Case ID: a2d_85/html/0917-01.html
Source: Caselaw Access Project
Author: {"author": "CAYTON, Chief Judge.", "license": "Public Domain", "url": "https://static.case.law/"}
Date Created: 2024-08-24T03:29:51.129683

ELLISON v. UNITED STATES.
    No. 1140.
    Municipal Court of Appeals for the District of Columbia.
    Argued Dec. 10, 1951.
    Decided Jan. 11, 1952.
    Katherine M. Staley. Washington, D. C., for appellant.
    Edward A. Beard, Asst. Corp. Counsel, Washington, D. C., with whom Vernon E. West, Corp. Counsel, Chester H. Gray, Principal Asst. Corp. Counsel, and Richard W. Barton, Asst. Corp. Counsel, Washington, D. C., were on the brief, for appellee.
    Before CAYTON, Chief Judge, and HOOD and QUINN, Associate Judges.
   CAYTON, Chief Judge.

A jury in Juvenile Court, found Richard S.Ellison to be the father of an illegitimate chil'd, and a judgment was entered requiring him to support the child. He has appealed.

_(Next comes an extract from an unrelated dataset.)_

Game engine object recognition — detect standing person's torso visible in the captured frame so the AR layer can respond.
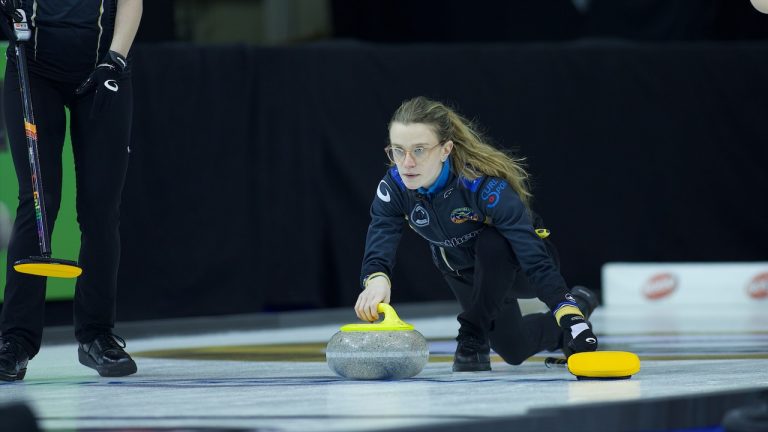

As too frequently happens, we find in appellant’s brief claims of error which are not supported by the record. For instance the claim is made that the trial court refused to admit a report of a blood test, but there is . not a word in the record to indicate that such a report was ever offered or even mentioned. Appellant also says he was refused the right to cross-examine the complainant as to conflicts between her testimony at the trial and testimony she gave at a preliminary hearing. But the statement of evidence does not show any such ruling. In other respects, too, the record does not support statements or contentions in appellant’s brief. We feel that we should remind members of the bar that we cannot decide appeals on the basis of facts stated in briefs unless such facts also appear in records brought up from the trial courts.

Another of appellant’s contentions has clear support in the record. He offered two letters sent from New York by complainant to defendant in Washington sometime after she discovered her pregnant condition. The trial judge excluded both letters. In one of the letters complainant in plainest words admitted -having had sexual intercourse with two named men other than defendant before she left Washington. Both letters contain statements describing complainant’s mode of life in New York, some statements by way of self-justification, and other information which was potentially at variance with parts of her testimony at the trial. The letters, if admitted, would have furnished a proper basis for cross-examining the complainant along lines vital to the issue of paternity. We rule that it was error to exclude them.

We are mindful that the letters alone would not have established that complainant’s intimacies with the other men happened during the calculated period of conception and that proof of such intimacies should be limited to such period. Thomas v. United States, 74 App.D.C. 167, 121 F.2d 905; Dicks v. United States, D.C.Mun.App., 72 A.2d 34, 78 W.L.R. 693; Peters v. District of Columbia, D.C.Mun.App., 84 A.2d 115. In the Thomas case the question was left open, as it was later by us in the Dicks case,, as to whether proof of intercourse with other men outside the conception interval would be admissible for the purpose of impeaching the complainant. We recognize the danger of indiscriminately permitting proof of this nature, for the chastity of the complainant is not the real issue, and the question of paternity may be clouded or confused by bringing in proof of other intimacies remote from the time of conception. But we are satisfied that this defendant should have had an opportunity to develop when the admitted intimacies with the two other men took place and to establish if he could that such acts of complainant continued until the child was conceived. State v. Woodworth, 65 Iowa 141, 21 N.W. 490. See also State v. Borie, 79 Iowa 605, 44 N.W. 824; Easdale v. Reynolds, 143 Mass. 126, 9 N.E. 13; Am.Jur., Bastards, section 119; 104 A.L.R. 84, 94, et seq. Defendant was clearly prejudiced because by excluding the letters mentioned he was deprived of the opportunity to develop directly his claim that someone else was responsible for the pregnancy, or indirectly by contradicting the complainant on relevant and important parts of her testimony.

The Government contends that appellant should have made a “proffer” of what the letters would prove. But that is not the rule where the purpose of offered evidence is apparent on its face. King v. Davis, 54 App.D.C. 239, 296 F. 986; Boorstein v. Douglas, D.C.Mun.App., 52 A.2d 492.

Reversed with instructions to award a new trial.